Bad Bunny es puertorriqueño. La Casita es un concepto que emerge de la cultura urbana de la isla. El reguetón es un género que nació en Puerto Rico. Sin embargo, en el relato de El País América, la isla desaparece del horizonte intelectual del debate. Ester Expósito opina sobre feminismo y perreo, Ana de Arma está en el concierto, Chiara Ferragni también. El asunto se convierte en una discusión española sobre lo que las mujeres españolas pueden o deben hacer en un evento de música urbana, con un artista que ocurre ser originario de Puerto Rico.
Esto no es negligencia, es un patrón. La prensa extranjera utiliza a Puerto Rico como punto de origen de un producto cultural —un artista, una canción, un concepto estético— y luego procede a consumir ese producto en el extranjero, generando narrativas que ya no necesitan a la isla. Puerto Rico es el fabricante invisible. El debate público, la reflexión crítica, la controversia que merece atención, sucede en Madrid, en las redes sociales globales, en los programas de televisión española. La isla queda reducida a una nota al pie biográfica.
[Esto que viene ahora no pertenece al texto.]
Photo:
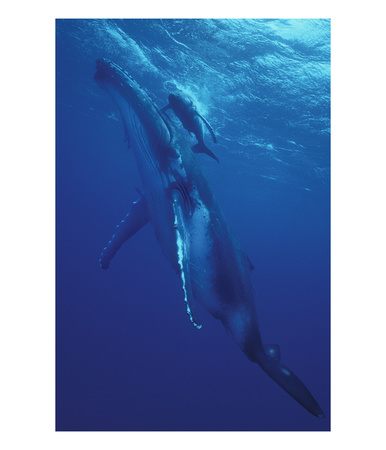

Lo irónico es que Expósito tiene razón cuando dice que "somos muchas de hecho" y que este es "un debate muy antiguo que yo pensaba que habíamos superado ya". Pero ese debate no es nuevo en Madrid. Es antiguo en Puerto Rico. La tensión entre feminismo y disfrute del cuerpo en la música urbana caribeña lleva décadas siendo discutida en la isla, en espacios que la prensa internacional nunca cubre. Cuando esa conversación viaja pegada a un concierto de Bad Bunny en una capital europea, de repente se vuelve digna de reflexión seria, de programas de televisión pública, de análisis en medios de prestigio.
La prensa internacional ha aprendido a extraer valor de Puerto Rico sin necesidad de mirar hacia Puerto Rico. Es una forma sofisticada de invisibilidad: la isla está presente en cada línea, pero ausente de cada pregunta que importa.